This is an opinion article does not represent khazen.org
by Jeremy Bowman — fool.com — Amazon.com (NASDAQ:AMZN) has become a trillion-dollar company for one reason above all others: its strength as a disruptor. Starting out with traditional retail, Amazon has waged war on established industries including book publishing, supermarkets, enterprise computing, cable TV, and logistics. Now, healthcare seems to be securely in its sights. For a while, Amazon’s intention to disrupt healthcare has been coming into focus. The company acquired online pharmacy PillPack last June and launched a joint venture last year with JPMorgan Chase (NYSE:JPM) and Berkshire Hathaway (NYSE:BRK-A) (NYSE:BRK-B) that is focused on health insurance. But Amazon just made its biggest move yet to break into the $3.7 trillion healthcare industry.
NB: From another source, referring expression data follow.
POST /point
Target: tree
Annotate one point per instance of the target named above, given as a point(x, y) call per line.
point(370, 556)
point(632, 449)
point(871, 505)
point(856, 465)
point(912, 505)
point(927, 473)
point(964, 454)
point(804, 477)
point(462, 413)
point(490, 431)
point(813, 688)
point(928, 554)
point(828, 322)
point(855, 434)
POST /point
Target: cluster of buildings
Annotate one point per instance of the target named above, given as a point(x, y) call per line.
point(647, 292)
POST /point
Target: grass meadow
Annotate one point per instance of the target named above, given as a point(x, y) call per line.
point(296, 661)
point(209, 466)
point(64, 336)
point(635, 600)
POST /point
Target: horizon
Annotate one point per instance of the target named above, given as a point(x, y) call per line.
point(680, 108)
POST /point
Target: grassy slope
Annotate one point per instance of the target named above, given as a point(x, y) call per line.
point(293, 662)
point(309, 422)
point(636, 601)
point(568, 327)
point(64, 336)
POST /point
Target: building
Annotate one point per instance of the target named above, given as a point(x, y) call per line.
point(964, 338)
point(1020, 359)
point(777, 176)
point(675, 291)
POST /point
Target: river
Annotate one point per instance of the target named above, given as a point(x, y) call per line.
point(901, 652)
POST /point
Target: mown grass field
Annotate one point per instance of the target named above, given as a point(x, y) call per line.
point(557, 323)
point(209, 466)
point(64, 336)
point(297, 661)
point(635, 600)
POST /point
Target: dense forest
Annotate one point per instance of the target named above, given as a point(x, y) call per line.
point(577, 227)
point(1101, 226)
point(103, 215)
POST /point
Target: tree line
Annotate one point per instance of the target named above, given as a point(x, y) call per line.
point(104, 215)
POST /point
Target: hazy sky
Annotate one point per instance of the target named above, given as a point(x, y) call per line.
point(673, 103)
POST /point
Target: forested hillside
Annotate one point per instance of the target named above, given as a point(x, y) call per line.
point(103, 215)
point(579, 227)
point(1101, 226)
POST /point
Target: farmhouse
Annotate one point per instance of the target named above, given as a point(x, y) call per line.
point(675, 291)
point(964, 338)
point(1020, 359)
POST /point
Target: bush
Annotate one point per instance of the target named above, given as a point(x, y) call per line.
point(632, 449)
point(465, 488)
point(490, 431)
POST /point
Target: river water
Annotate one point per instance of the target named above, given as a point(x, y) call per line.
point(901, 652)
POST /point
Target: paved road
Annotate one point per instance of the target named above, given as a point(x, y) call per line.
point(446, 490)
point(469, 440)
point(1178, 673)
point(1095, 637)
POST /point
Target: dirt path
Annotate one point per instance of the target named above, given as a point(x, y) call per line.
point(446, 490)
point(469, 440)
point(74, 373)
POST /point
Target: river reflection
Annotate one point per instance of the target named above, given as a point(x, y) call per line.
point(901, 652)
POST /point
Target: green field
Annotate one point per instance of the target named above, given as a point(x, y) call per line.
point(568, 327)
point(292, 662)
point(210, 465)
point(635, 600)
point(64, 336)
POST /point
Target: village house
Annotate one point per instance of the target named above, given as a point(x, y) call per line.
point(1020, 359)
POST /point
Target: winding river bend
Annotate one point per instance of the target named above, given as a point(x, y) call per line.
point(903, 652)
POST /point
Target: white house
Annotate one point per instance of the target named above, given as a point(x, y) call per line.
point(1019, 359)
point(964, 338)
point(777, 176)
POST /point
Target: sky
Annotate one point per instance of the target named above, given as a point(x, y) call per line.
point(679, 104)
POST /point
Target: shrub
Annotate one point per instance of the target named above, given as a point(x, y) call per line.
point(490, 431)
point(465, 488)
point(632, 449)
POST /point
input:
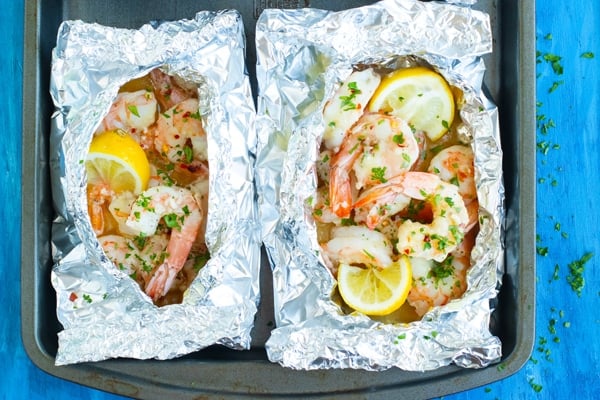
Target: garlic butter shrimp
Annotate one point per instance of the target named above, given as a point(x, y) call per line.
point(170, 90)
point(357, 245)
point(376, 204)
point(445, 232)
point(455, 164)
point(137, 257)
point(181, 213)
point(432, 240)
point(436, 283)
point(347, 105)
point(120, 208)
point(378, 147)
point(179, 135)
point(98, 197)
point(321, 210)
point(132, 112)
point(200, 189)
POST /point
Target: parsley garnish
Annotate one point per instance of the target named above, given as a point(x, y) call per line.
point(398, 139)
point(172, 221)
point(576, 268)
point(378, 174)
point(134, 110)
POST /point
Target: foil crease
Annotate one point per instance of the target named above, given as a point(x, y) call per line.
point(302, 56)
point(103, 312)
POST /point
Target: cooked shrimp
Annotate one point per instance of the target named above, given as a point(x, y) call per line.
point(132, 112)
point(98, 196)
point(436, 283)
point(200, 190)
point(445, 232)
point(321, 208)
point(179, 209)
point(455, 164)
point(127, 256)
point(378, 147)
point(347, 105)
point(120, 207)
point(179, 135)
point(170, 90)
point(357, 245)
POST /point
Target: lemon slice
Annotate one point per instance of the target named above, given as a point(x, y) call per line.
point(117, 160)
point(375, 291)
point(419, 96)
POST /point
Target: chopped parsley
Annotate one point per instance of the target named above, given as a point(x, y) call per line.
point(134, 110)
point(378, 174)
point(576, 269)
point(398, 139)
point(348, 101)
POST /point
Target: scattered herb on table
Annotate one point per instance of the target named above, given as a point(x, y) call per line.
point(576, 269)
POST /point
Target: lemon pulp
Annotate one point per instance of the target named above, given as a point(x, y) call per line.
point(418, 95)
point(375, 291)
point(115, 159)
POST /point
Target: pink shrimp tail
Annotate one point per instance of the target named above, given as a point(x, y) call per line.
point(340, 193)
point(164, 276)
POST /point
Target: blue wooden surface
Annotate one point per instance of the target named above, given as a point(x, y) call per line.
point(567, 351)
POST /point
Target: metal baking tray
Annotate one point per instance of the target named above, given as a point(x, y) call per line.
point(224, 373)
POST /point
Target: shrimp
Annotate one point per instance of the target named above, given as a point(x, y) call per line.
point(182, 214)
point(98, 196)
point(133, 112)
point(436, 283)
point(432, 240)
point(321, 210)
point(200, 190)
point(179, 135)
point(136, 257)
point(445, 232)
point(357, 245)
point(379, 147)
point(347, 105)
point(455, 164)
point(120, 207)
point(169, 90)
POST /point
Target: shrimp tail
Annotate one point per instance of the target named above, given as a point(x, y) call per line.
point(340, 193)
point(161, 281)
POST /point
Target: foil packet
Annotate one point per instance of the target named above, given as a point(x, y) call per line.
point(103, 312)
point(303, 56)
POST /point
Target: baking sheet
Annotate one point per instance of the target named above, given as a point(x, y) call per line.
point(510, 80)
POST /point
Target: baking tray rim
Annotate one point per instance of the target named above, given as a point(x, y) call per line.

It just introduced Amazon Care, a virtual and in-person clinic currently only available to Amazon employees in Seattle and their families. The service provides help with issues like colds and infections, preventive-care visits, and tests for things like sexually transmitted infections. Amazon is partnering with Oasis Medical, a family practice clinic in Seattle, to provide the service. Though this is just a pilot program for now, it’s clear from the company’s history where it’s going with Amazon Care. It’s also evident why Amazon has a better chance of disrupting the industry than anyone else does.
A time-tested start-up formula
After a number of adventures — successful and unsuccessful — into different industries, Amazon has developed a playbook for disruption. The company puts the customers first, inventing on their behalf, and then tests its ideas internally, building the new business for Amazon employees before opening it up to the general public. The best example of this is Amazon Web Services (AWS), by far the company’s most important business outside of e-commerce. AWS started almost accidentally as the company began building the internal cloud infrastructure to handle its own massive computing demands. By 2003, the tech giant began to realize it had built a group of infrastructure services that would be desirable to outside developers and companies. The AWS team developed the idea over the next few years before formally launching what’s now known as AWS in 2006.